Adversarial patch attacks are an emerging security threat for real world deep learning applications. We present Demasked Smoothing, the first approach (up to our knowledge) to certify the robustness of semantic segmentation models against this threat model. Previous work on certifiably defending against patch attacks has mostly focused on image classification task and often required changes in the model architecture and additional training which is undesirable and computationally expensive. In Demasked Smoothing, any segmentation model can be applied without particular training, fine-tuning, or restriction of the architecture. Using different masking strategies, Demasked Smoothing can be applied both for certified detection and certified recovery.

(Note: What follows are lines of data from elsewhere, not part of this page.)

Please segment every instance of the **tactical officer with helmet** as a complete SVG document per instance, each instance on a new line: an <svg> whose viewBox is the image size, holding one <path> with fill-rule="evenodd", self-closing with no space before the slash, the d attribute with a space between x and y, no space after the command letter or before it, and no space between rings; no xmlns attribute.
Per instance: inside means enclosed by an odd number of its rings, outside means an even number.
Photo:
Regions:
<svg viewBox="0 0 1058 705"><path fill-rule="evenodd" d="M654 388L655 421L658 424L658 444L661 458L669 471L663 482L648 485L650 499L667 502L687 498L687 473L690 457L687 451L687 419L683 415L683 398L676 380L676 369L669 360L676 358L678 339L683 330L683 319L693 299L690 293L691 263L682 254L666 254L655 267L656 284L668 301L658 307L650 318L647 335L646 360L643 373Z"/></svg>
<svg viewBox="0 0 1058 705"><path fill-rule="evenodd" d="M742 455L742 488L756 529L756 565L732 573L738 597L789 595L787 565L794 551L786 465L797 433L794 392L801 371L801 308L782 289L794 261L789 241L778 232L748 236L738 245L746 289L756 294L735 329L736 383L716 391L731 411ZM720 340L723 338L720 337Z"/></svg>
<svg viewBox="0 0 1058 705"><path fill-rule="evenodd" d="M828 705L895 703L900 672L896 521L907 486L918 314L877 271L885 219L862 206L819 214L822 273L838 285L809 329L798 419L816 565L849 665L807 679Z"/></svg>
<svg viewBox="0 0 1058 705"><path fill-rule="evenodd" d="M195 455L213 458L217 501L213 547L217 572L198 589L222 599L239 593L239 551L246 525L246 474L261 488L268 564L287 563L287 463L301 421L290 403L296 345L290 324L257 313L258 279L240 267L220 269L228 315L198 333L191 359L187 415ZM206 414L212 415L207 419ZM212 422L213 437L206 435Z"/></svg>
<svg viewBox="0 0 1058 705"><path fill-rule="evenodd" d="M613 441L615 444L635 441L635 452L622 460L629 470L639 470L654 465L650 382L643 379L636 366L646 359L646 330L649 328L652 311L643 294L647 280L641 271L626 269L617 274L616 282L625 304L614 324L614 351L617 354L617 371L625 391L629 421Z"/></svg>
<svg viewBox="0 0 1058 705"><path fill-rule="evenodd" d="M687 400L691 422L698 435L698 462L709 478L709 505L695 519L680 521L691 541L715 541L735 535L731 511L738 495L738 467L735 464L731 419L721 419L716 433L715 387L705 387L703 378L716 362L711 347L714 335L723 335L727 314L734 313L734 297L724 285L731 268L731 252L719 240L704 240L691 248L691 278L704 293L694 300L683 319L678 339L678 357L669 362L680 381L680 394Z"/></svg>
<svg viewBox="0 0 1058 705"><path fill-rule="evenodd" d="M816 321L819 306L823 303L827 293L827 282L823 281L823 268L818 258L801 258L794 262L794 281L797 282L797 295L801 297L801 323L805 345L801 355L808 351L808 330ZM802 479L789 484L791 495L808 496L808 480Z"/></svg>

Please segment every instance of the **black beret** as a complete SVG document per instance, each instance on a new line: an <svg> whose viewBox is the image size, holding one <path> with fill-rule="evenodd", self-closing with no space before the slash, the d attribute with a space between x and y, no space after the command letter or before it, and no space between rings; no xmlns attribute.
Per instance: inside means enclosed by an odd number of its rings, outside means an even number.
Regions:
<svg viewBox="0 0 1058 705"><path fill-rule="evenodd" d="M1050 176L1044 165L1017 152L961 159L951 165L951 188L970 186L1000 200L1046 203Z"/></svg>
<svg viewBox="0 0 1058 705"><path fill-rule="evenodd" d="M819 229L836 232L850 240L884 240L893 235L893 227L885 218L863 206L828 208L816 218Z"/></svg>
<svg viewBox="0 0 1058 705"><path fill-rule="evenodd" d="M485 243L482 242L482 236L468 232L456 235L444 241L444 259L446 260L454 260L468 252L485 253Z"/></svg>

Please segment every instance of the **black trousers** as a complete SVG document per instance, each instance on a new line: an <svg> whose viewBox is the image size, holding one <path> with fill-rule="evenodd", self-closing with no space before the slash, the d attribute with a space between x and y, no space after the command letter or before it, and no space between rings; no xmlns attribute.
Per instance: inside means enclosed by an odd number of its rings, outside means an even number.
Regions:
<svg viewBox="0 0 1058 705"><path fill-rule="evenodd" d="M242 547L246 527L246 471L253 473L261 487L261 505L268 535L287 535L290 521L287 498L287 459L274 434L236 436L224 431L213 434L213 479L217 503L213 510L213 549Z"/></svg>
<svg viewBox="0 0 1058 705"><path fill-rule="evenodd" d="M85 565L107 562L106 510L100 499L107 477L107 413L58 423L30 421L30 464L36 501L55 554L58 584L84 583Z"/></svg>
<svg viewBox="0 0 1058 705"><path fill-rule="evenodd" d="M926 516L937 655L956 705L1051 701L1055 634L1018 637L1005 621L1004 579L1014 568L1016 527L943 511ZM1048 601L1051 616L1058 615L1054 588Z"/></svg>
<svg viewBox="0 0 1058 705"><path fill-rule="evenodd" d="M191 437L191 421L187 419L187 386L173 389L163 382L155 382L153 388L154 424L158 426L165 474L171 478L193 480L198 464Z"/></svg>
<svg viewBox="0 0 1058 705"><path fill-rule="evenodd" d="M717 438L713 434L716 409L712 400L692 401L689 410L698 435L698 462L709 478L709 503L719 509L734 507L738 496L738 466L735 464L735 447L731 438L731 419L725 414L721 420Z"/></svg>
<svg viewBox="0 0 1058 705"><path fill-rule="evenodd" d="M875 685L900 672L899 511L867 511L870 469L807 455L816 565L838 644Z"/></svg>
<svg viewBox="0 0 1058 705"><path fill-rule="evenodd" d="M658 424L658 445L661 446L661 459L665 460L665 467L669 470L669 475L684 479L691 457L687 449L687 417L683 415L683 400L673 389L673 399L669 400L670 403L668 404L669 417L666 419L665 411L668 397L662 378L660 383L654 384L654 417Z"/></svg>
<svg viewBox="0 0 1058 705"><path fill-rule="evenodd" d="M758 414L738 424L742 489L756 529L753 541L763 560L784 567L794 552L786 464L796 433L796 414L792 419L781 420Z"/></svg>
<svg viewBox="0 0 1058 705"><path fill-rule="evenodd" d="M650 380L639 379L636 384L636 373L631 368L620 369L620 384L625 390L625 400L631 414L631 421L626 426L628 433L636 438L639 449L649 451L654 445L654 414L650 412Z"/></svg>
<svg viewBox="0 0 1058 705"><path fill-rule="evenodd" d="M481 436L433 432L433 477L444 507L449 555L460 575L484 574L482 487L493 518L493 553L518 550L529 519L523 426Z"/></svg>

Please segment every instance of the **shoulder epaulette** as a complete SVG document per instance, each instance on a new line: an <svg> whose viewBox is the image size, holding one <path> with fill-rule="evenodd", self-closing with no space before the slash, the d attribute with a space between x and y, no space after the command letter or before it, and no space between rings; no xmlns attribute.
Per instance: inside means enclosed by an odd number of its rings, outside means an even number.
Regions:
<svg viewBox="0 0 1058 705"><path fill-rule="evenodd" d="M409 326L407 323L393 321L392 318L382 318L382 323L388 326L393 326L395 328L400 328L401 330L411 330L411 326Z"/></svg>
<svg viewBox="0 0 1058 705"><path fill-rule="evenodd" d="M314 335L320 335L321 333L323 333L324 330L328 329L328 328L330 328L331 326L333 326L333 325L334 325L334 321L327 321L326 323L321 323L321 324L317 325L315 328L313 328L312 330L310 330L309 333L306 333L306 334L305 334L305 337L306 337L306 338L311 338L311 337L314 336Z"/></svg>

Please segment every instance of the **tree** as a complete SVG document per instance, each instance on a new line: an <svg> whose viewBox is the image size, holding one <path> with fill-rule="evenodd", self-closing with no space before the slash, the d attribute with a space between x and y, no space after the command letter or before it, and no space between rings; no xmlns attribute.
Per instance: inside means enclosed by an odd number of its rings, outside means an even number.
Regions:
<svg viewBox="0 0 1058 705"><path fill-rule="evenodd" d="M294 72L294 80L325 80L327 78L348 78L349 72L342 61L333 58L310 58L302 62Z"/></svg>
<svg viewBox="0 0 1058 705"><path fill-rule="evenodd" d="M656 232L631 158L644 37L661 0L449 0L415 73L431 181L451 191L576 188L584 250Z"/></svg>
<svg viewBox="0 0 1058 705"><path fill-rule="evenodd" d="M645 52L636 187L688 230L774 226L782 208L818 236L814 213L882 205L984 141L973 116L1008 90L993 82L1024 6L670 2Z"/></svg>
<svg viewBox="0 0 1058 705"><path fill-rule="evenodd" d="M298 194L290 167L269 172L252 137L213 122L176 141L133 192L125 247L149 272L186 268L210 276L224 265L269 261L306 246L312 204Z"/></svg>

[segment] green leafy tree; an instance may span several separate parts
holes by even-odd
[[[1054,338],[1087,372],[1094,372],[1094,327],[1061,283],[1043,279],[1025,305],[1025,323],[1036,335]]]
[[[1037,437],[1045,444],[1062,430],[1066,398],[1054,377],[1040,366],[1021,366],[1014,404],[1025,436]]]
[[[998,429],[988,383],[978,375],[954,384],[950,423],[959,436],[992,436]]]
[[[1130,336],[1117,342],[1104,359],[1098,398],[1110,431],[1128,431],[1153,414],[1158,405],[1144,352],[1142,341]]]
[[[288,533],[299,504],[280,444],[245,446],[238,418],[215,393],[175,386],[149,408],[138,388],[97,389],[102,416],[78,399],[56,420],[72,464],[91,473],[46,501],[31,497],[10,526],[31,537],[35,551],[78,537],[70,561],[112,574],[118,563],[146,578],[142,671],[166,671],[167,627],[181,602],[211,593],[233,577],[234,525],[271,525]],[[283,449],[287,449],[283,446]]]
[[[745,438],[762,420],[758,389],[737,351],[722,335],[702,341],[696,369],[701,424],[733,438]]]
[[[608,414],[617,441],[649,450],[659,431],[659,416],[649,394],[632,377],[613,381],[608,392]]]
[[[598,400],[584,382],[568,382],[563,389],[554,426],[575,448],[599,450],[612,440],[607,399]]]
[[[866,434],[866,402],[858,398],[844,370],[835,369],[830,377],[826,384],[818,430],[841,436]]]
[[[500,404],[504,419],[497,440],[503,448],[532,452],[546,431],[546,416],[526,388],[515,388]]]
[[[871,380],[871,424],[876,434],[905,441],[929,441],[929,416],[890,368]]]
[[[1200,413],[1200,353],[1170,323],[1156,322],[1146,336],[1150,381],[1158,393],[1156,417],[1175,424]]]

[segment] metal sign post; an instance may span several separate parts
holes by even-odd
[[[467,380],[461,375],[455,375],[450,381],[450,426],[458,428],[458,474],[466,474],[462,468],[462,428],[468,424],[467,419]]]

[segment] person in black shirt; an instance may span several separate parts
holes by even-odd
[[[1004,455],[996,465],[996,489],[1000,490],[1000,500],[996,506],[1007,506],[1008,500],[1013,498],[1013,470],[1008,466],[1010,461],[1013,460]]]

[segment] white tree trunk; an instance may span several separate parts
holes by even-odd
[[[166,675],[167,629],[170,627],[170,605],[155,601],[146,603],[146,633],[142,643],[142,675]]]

In extensive experiments we show that Demasked Smoothing can on average certify 64% of the pixel predictions for a 1% patch in the detection task and 48% against a 0.5% patch for the recovery task on the ADE20K dataset.

翻译：对抗性补丁攻击是现实世界深度学习应用中新兴的安全威胁。我们提出Demasked Smoothing，这是（据我们所知）首个能够针对该威胁模型认证语义分割模型鲁棒性的方法。此前关于可认证防御补丁攻击的研究主要集中在图像分类任务上，且通常需要修改模型架构并进行额外训练，这既不可取也计算成本高昂。在Demasked Smoothing中，任何分割模型无需特定训练、微调或架构限制即可应用。通过使用不同的掩码策略，Demasked Smoothing既可用于认证检测，也可用于认证恢复。大量实验表明，在ADE20K数据集上，Demasked Smoothing在检测任务中平均可认证64%的像素预测（针对1%补丁），在恢复任务中平均可认证48%的像素预测（针对0.5%补丁）。